AWS Developer Tools Blog
New: Default Payload Compression for Amazon CloudWatch PutMetricData with the AWS SDKs
The AWS SDKs and Tools team is excited to announce support for request compression for the PutMetricData operation of Amazon CloudWatch. When publishing metrics to CloudWatch, the AWS SDKs will now automatically compress the metric data to reduce bandwidth utilization and latency.
Motivation
Compressing request payloads on the client prior to sending them to a service will reduce bandwidth utilization, which can increase transfer speeds. PutMetricData already supports gzip compression, and now the AWS SDKs will automatically compress requests to this operation.
Configuration
This feature is on by default, and the AWS SDKs will begin compressing PutMetricData requests automatically.

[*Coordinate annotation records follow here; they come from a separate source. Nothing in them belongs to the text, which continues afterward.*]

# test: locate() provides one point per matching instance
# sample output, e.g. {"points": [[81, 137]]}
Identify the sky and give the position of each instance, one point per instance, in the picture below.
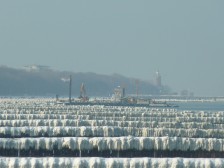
{"points": [[184, 40]]}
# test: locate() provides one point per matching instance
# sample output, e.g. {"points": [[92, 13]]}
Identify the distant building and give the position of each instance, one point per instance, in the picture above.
{"points": [[119, 93], [158, 80], [35, 68]]}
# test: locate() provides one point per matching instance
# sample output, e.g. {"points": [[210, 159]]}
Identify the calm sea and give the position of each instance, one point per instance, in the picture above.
{"points": [[203, 106]]}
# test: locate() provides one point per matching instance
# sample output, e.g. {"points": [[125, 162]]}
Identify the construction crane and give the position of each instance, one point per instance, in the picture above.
{"points": [[83, 96]]}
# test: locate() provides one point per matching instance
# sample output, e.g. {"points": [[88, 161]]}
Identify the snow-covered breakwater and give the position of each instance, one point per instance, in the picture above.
{"points": [[50, 162], [34, 128]]}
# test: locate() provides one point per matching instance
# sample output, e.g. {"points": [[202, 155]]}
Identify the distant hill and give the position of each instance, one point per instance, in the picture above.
{"points": [[46, 82]]}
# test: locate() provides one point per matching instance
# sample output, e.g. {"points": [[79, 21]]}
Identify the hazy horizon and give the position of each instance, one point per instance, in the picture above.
{"points": [[182, 39]]}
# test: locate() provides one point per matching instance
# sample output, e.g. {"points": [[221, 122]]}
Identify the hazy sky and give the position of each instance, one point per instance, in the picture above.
{"points": [[183, 39]]}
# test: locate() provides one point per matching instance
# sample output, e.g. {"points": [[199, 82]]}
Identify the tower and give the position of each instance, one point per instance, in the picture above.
{"points": [[158, 80]]}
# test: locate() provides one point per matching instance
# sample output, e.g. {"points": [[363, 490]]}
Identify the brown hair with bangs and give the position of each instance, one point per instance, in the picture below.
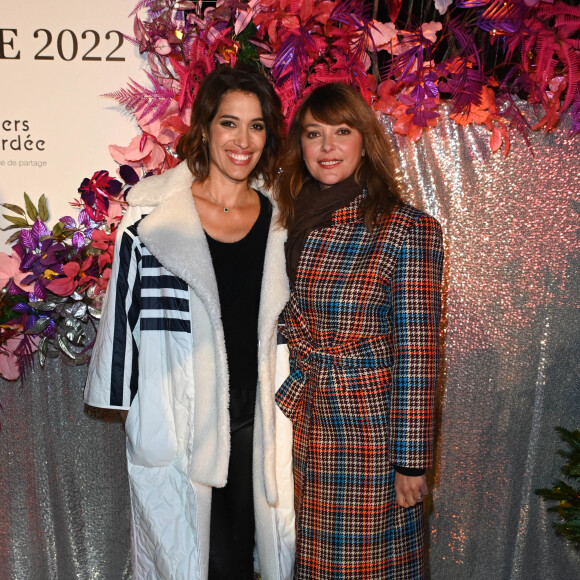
{"points": [[213, 88], [334, 104]]}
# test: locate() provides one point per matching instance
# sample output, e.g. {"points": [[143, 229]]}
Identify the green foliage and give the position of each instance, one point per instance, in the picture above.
{"points": [[567, 496]]}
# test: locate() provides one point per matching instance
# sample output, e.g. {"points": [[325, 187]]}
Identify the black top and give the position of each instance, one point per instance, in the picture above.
{"points": [[238, 269]]}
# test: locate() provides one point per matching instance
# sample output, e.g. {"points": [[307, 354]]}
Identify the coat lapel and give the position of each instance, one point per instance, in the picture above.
{"points": [[173, 233]]}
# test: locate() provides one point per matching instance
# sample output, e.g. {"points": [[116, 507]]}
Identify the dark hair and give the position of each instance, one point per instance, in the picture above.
{"points": [[209, 96], [334, 104]]}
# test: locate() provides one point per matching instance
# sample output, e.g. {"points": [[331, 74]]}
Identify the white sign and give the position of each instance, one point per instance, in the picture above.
{"points": [[57, 59]]}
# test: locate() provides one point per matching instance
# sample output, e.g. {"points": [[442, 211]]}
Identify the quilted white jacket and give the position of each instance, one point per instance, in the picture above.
{"points": [[160, 353]]}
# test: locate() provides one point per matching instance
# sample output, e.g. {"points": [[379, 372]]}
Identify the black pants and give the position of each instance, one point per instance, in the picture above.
{"points": [[231, 546]]}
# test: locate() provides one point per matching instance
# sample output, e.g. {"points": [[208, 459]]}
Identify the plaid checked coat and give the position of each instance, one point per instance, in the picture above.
{"points": [[362, 330]]}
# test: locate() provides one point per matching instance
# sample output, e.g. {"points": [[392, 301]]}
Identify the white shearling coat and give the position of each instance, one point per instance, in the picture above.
{"points": [[160, 353]]}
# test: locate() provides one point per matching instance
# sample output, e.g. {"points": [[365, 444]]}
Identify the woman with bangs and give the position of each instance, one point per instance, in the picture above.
{"points": [[362, 331]]}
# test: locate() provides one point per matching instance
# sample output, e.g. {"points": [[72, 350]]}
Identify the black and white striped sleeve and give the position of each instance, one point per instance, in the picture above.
{"points": [[114, 369]]}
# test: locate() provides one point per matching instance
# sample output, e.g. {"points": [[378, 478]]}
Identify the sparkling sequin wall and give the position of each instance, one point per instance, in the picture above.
{"points": [[511, 334], [510, 374]]}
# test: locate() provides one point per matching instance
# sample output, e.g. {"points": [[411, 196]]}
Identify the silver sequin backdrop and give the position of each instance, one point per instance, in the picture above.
{"points": [[511, 373]]}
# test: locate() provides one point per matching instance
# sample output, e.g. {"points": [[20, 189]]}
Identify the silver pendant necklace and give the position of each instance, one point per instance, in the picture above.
{"points": [[226, 209]]}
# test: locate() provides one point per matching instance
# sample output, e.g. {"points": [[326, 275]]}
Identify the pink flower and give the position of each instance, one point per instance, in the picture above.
{"points": [[384, 34], [74, 273], [430, 30], [9, 361], [10, 271], [162, 46]]}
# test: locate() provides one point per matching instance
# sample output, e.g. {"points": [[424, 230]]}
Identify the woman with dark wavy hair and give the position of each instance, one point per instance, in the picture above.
{"points": [[362, 330], [187, 345]]}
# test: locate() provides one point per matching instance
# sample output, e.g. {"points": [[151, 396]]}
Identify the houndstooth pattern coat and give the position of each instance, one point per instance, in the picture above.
{"points": [[362, 330]]}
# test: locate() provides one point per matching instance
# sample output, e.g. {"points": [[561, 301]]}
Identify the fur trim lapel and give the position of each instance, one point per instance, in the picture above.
{"points": [[274, 295], [173, 233]]}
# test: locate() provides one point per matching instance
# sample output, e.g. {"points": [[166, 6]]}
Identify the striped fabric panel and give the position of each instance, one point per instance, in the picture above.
{"points": [[164, 299], [147, 298], [127, 295]]}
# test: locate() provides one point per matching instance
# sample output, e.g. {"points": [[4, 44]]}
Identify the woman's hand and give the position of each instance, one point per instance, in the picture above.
{"points": [[410, 490]]}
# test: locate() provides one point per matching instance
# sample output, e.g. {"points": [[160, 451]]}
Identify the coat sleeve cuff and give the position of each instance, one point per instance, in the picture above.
{"points": [[412, 471]]}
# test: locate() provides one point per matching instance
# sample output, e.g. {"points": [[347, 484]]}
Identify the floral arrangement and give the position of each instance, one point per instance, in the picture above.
{"points": [[475, 54], [54, 281]]}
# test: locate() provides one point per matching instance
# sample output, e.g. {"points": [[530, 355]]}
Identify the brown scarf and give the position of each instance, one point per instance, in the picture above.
{"points": [[313, 210]]}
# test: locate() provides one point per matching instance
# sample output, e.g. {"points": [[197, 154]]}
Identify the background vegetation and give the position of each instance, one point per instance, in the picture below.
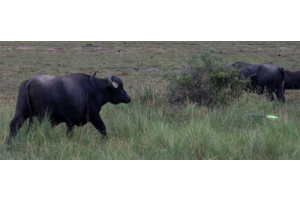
{"points": [[149, 127]]}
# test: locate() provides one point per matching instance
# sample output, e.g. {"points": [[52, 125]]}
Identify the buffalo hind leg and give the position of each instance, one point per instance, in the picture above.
{"points": [[15, 125], [99, 125], [70, 128], [270, 95]]}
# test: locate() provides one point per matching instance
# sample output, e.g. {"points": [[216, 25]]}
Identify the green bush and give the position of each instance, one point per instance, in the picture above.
{"points": [[205, 81]]}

You can opt out of this behavior by setting AWS_DISABLE_REQUEST_COMPRESSION
to true
in your environment, or by setting disable_request_compression
to true
in your profile, or the equivalent setting on the client configuration object for each AWS SDK.
Requests that are larger in size than a configurable threshold will be compressed. The default value of the compression threshold is 10,240 bytes. You can configure this threshold via AWS_REQUEST_MIN_COMPRESSION_SIZE_BYTES
in your environment, or by setting request_min_compression_size_bytes
in your profile, or the equivalent setting on the client configuration object for each AWS SDK.
For example, the following is a profile that lowers the threshold for when the AWS SDKs will compress requests.
[profile default]
request_min_compression_size_bytes = 2048 # this is smaller than the default 10KB
Next steps
You can upgrade to the latest version of the supported SDKs to take advantage of compression when publishing CloudWatch metric data. To see the list of AWS SDKs that currently support this feature, refer to the “Compatibility with AWS SDKs” section on the the “Request Compression” page of the AWS SDKs and Tools Reference Guide. You can report issues or provide feedback on each SDK’s GitHub repository.